Children in Bangladesh’s Chittagong Hill Tracts are learning to read and write their own language for the first time in preschools supported by Save the Children. Photo credit: GMB Akash/Panos

Children in Bangladesh’s Chittagong Hill Tracts are learning to read and write their own language for the first time in preschools supported by Save the Children.
Photo credit: GMB Akash/Panos

Language of instruction can be frustrating. The evidence says children learn based on what’s familiar to them. This ideally means teaching in children’s mother tongue, and at worst teaching in a language frequently used in children’s lives. Poor rural children, exposed mainly to local language, need to be taught through local language. However, an estimated 200 million children in multilingual countries are taught in an international, national or regional language which they don’t use at home, and which many can’t understand beyond a very basic level. It’s hard to believe that parents and governments put up with such a waste of time and effort. Yet decision makers often resist improvements to school language, citing political and financial obstacles.

Education advisers like me, working on programmes in low-income multilingual countries, can end up quiet in the face of resistance.  When learning outcomes are low, I find myself muttering, “things might have turned out better if we’d taught the kids in a language they understood!” So can experts take a more constructive approach where children aren’t familiar with the language of instruction?

Seeking out and sharing the large body of evidence on how to shift towards teaching in familiar languages is a vital first step. But a purely evidence-based approach doesn’t always work. If it did, more countries would have moved to mother tongue-based multilingual education systems, based on over 50 years of research data.

It can help to recognise that an inclusive approach to language in education may trigger fears about competition. Language can be a tool to deny other people educational success. If my children already speak the language of instruction and other children don’t, my children are at a huge advantage. If I’m an education official from a group which uses English or the national language at home, I have no immediate incentive to support change.

Longer-term incentives are the national stability and economic growth which come from expanding learning for all. Recognising this can be hard when education has previously worked to select administrators or leaders, rather than giving everyone the range of skills a country needs to shift economic and social gear. Bringing everyone into education means reshaping schools so they work for everyone. Getting decision makers to see that school language is central to these efforts can help justify investment in local-language teaching.

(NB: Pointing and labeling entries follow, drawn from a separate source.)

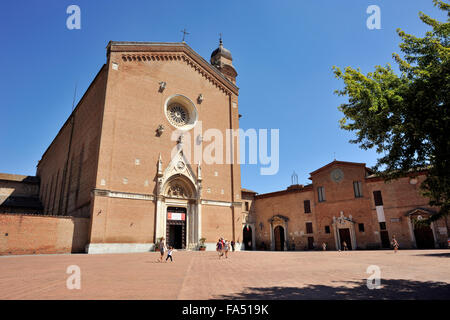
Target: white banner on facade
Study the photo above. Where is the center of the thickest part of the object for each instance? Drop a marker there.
(380, 214)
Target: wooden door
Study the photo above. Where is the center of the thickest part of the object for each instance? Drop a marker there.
(385, 242)
(344, 235)
(310, 243)
(278, 233)
(424, 237)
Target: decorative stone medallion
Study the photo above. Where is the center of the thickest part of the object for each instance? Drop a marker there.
(337, 175)
(178, 115)
(180, 166)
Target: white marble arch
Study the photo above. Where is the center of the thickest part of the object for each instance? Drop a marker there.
(178, 186)
(343, 222)
(423, 213)
(275, 221)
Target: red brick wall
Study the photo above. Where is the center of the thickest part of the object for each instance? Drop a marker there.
(81, 167)
(34, 234)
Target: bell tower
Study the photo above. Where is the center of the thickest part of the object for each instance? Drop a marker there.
(222, 60)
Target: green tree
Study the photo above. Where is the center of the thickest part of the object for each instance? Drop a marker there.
(406, 117)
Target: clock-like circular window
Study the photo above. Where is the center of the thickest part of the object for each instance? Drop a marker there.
(181, 112)
(178, 115)
(337, 175)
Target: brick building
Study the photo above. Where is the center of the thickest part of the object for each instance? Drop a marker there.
(123, 158)
(122, 172)
(345, 202)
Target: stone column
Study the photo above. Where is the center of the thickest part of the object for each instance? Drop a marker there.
(272, 240)
(160, 226)
(411, 232)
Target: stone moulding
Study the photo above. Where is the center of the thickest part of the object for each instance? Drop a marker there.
(143, 57)
(123, 195)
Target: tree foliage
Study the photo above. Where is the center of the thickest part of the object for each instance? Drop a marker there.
(405, 116)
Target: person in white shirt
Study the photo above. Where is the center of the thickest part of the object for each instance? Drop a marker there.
(169, 254)
(162, 248)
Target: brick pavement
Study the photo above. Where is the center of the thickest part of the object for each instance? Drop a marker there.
(410, 274)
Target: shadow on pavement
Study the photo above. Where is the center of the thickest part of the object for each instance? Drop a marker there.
(391, 290)
(438, 255)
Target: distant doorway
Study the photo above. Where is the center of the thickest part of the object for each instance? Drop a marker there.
(310, 243)
(278, 233)
(247, 236)
(385, 242)
(424, 237)
(176, 227)
(344, 235)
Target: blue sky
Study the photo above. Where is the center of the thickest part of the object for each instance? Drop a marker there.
(282, 50)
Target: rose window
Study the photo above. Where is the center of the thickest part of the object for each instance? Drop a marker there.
(178, 115)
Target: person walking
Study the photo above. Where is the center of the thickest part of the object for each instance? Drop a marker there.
(226, 248)
(169, 254)
(162, 248)
(219, 248)
(394, 244)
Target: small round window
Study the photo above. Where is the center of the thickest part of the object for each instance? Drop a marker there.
(181, 112)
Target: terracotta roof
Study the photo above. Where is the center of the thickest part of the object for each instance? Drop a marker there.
(21, 202)
(341, 162)
(296, 189)
(19, 178)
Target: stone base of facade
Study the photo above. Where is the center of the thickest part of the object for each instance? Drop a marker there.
(211, 246)
(119, 247)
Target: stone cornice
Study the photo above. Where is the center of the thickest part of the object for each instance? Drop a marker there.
(157, 51)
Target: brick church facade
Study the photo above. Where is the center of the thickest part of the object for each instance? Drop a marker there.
(346, 202)
(120, 174)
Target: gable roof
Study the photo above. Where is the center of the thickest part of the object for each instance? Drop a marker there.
(335, 162)
(181, 47)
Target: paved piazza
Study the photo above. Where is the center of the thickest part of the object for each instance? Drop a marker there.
(410, 274)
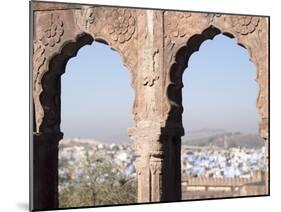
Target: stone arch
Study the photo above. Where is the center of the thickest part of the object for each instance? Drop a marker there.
(182, 56)
(50, 95)
(252, 36)
(57, 37)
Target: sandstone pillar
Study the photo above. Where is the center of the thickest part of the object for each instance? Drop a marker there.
(44, 194)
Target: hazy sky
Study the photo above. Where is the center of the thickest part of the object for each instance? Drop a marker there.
(219, 91)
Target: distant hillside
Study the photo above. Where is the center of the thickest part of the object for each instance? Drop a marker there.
(225, 140)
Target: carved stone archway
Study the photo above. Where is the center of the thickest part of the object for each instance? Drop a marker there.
(154, 45)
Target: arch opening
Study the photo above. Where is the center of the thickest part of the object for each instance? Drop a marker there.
(113, 160)
(182, 61)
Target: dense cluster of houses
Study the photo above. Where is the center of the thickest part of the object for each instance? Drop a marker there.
(207, 162)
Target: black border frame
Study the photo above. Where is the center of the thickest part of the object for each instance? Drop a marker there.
(31, 27)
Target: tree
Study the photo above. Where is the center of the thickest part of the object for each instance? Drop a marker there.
(99, 181)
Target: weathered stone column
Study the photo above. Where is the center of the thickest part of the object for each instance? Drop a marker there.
(44, 194)
(157, 148)
(158, 164)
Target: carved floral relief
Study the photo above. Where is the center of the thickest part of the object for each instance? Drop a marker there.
(52, 32)
(244, 24)
(121, 25)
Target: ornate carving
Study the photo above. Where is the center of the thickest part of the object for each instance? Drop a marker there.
(212, 16)
(244, 24)
(121, 25)
(156, 168)
(39, 59)
(89, 16)
(53, 31)
(176, 25)
(150, 77)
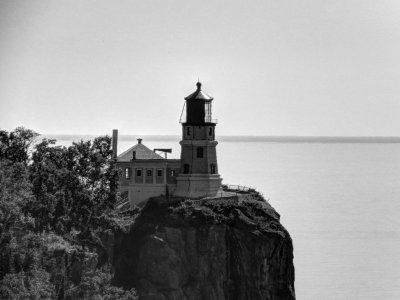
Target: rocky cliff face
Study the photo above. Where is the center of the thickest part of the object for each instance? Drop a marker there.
(198, 249)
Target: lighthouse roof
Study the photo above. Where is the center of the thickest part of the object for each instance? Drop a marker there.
(199, 94)
(141, 152)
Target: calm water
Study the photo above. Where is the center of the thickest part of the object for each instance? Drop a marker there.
(340, 203)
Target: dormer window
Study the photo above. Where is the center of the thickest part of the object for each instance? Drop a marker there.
(212, 169)
(127, 173)
(186, 168)
(200, 151)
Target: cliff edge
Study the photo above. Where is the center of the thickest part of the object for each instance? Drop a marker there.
(205, 249)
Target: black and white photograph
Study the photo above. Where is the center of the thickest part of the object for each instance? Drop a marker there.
(199, 150)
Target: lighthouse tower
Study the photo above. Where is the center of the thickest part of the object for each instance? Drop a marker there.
(198, 176)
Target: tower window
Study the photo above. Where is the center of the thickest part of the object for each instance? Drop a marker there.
(186, 168)
(200, 153)
(127, 173)
(212, 169)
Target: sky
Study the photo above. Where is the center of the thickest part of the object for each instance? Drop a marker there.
(306, 68)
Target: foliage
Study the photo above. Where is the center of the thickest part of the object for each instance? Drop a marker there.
(54, 204)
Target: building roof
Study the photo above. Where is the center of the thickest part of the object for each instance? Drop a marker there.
(141, 152)
(199, 94)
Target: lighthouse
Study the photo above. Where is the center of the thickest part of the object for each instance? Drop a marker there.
(198, 176)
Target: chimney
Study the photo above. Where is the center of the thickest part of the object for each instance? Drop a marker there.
(115, 143)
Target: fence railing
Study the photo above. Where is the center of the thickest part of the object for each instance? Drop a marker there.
(241, 189)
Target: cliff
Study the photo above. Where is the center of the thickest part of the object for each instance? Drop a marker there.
(205, 249)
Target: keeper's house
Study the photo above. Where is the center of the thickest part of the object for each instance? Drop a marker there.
(146, 174)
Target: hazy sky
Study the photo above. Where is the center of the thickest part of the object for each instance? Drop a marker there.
(273, 67)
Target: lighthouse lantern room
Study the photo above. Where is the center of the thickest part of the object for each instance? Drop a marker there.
(199, 169)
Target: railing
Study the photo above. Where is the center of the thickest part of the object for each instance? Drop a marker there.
(241, 189)
(206, 120)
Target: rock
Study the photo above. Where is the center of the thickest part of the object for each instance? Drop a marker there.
(214, 249)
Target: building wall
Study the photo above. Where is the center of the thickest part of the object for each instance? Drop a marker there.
(141, 188)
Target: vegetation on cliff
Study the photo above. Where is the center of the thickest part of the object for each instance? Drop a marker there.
(56, 204)
(225, 248)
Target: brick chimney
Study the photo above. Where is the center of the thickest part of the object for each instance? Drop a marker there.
(115, 143)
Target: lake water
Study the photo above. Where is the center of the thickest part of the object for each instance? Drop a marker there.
(340, 203)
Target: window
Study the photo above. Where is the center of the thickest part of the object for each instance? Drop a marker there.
(186, 168)
(212, 169)
(200, 152)
(127, 173)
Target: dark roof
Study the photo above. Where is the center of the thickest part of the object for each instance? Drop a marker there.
(142, 152)
(199, 94)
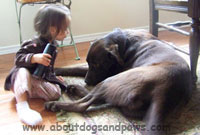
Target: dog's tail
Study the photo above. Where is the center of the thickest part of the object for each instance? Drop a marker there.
(71, 71)
(99, 107)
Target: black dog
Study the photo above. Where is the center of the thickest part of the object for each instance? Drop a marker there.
(137, 73)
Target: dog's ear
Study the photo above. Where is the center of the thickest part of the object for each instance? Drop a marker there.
(114, 53)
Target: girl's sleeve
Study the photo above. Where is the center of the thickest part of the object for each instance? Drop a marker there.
(24, 55)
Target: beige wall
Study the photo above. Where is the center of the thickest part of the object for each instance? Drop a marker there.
(88, 17)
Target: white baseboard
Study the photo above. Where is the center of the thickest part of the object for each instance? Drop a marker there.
(78, 39)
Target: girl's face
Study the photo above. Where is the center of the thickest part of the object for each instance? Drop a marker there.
(62, 34)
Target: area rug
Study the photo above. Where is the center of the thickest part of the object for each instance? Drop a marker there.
(110, 121)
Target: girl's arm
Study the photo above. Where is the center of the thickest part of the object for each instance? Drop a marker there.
(30, 54)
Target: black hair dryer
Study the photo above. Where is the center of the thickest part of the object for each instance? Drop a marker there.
(40, 69)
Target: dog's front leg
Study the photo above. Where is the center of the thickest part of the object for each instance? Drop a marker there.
(77, 106)
(155, 119)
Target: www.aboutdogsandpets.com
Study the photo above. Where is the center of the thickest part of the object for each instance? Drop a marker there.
(120, 127)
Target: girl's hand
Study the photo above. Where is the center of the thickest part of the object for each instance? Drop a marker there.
(41, 58)
(60, 78)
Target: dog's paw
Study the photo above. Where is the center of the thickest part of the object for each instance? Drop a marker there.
(71, 89)
(51, 106)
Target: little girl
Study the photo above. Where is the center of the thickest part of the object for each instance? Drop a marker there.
(51, 23)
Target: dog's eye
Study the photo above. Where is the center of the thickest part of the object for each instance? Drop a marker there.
(95, 65)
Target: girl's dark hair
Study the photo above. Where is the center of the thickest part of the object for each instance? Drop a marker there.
(48, 16)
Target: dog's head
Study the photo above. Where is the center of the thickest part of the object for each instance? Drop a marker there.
(105, 57)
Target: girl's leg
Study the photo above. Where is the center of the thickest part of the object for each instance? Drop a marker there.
(45, 90)
(21, 87)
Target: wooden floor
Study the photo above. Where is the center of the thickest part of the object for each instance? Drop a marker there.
(9, 122)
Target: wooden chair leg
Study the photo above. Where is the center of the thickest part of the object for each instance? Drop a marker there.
(194, 46)
(153, 18)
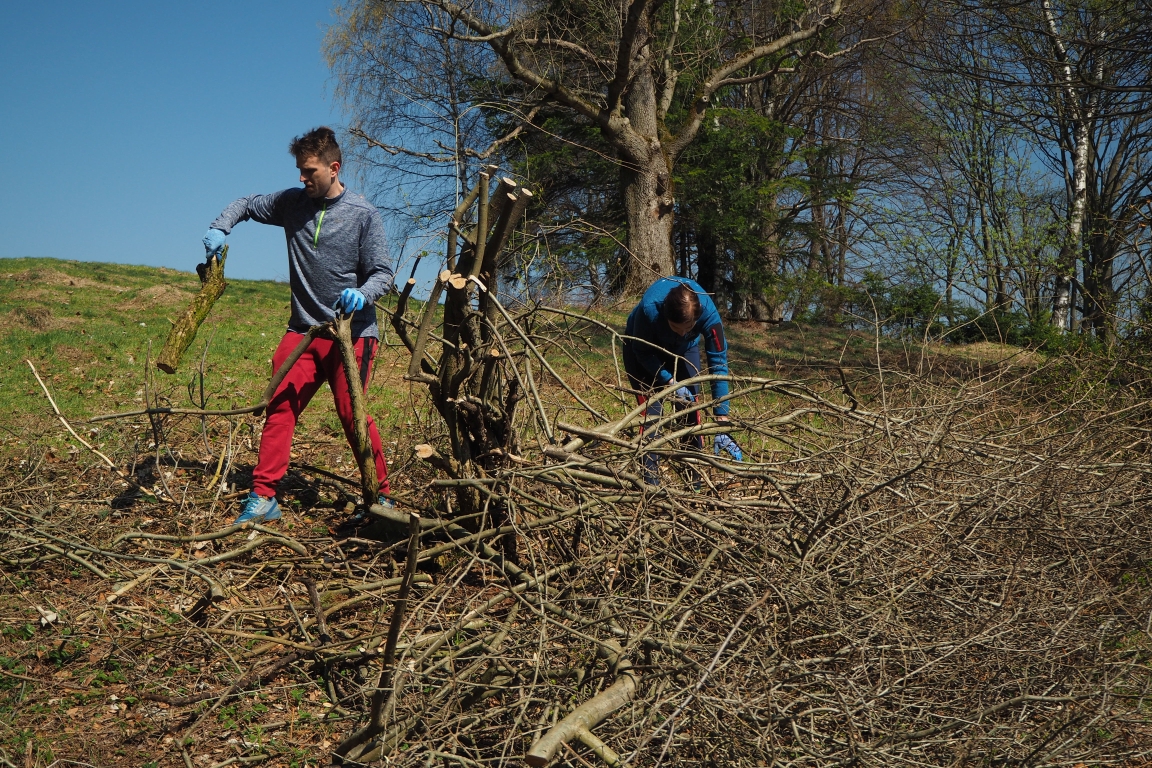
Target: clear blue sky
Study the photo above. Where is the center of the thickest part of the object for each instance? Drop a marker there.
(128, 126)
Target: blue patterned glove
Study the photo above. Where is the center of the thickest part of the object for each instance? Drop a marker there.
(213, 242)
(726, 443)
(350, 301)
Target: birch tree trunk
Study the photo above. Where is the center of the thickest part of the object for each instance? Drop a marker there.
(1081, 115)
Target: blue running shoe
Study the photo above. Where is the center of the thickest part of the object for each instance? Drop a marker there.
(258, 509)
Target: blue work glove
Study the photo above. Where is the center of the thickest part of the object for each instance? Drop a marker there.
(350, 301)
(213, 242)
(726, 443)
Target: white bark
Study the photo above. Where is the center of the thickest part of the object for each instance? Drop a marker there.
(1081, 115)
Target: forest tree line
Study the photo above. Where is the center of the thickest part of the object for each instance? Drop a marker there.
(968, 168)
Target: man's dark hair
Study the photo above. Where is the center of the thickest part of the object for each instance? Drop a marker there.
(682, 305)
(317, 143)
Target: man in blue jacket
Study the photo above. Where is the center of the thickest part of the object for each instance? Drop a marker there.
(338, 260)
(662, 347)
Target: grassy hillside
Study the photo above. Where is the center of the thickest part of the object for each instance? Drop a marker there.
(999, 514)
(89, 328)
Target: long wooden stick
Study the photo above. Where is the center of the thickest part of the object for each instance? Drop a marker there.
(363, 443)
(268, 392)
(381, 694)
(112, 465)
(184, 329)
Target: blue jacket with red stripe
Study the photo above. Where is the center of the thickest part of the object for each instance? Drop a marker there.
(648, 321)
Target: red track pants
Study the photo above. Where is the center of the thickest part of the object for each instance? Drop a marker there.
(320, 363)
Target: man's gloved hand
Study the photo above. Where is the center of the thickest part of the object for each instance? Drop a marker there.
(350, 301)
(727, 445)
(213, 242)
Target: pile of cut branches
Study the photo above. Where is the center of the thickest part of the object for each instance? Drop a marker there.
(904, 570)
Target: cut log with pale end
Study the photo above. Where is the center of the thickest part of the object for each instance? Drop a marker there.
(581, 721)
(363, 443)
(183, 331)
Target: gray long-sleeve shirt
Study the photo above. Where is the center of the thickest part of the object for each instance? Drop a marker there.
(333, 243)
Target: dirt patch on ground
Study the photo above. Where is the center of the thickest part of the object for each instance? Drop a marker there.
(994, 352)
(48, 276)
(38, 319)
(161, 296)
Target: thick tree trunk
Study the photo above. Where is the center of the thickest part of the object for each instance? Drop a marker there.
(645, 179)
(649, 203)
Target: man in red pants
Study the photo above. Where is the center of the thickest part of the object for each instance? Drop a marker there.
(338, 261)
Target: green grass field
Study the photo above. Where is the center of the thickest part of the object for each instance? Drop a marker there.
(89, 328)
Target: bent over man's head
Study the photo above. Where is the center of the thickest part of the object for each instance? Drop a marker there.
(682, 305)
(318, 143)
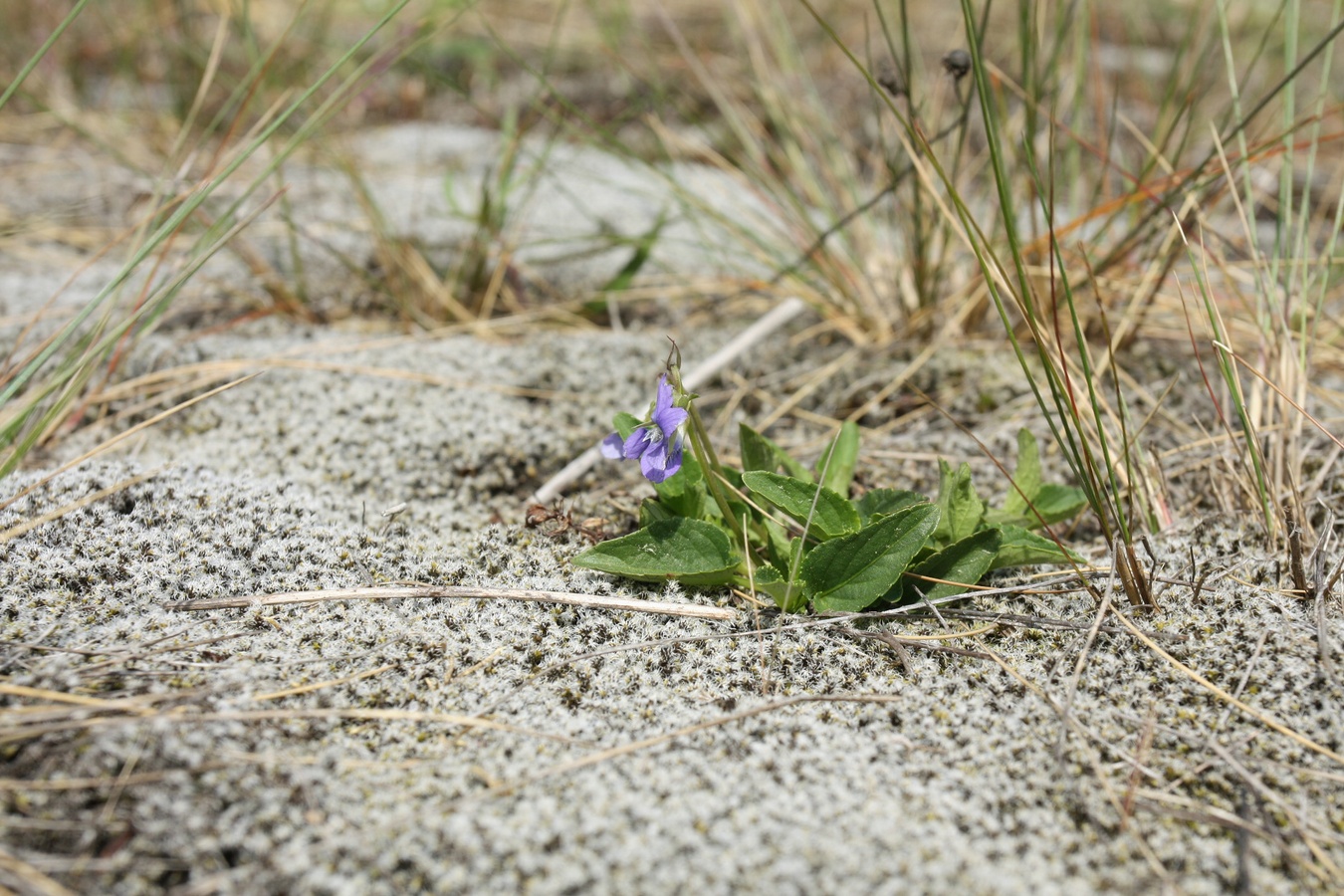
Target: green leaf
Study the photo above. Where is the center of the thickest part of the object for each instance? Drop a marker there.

Experts should also focus on the mechanics of teaching children the other languages they need. International, national and regional languages are crucial to the future of most low and middle income countries. Older models of education, exported from colonial countries, don’t build on the language skills people use outside school. Education programmes should help primary school teachers teach second languages, building on children’s everyday linguistic interactions. We should be developing teacher training modules to strengthen children’s first and second language skills, and pushing for better supply of relevant reading materials in multiple languages. Perhaps then we can reassure ourselves that we are helping to stop school language laying waste to children’s education.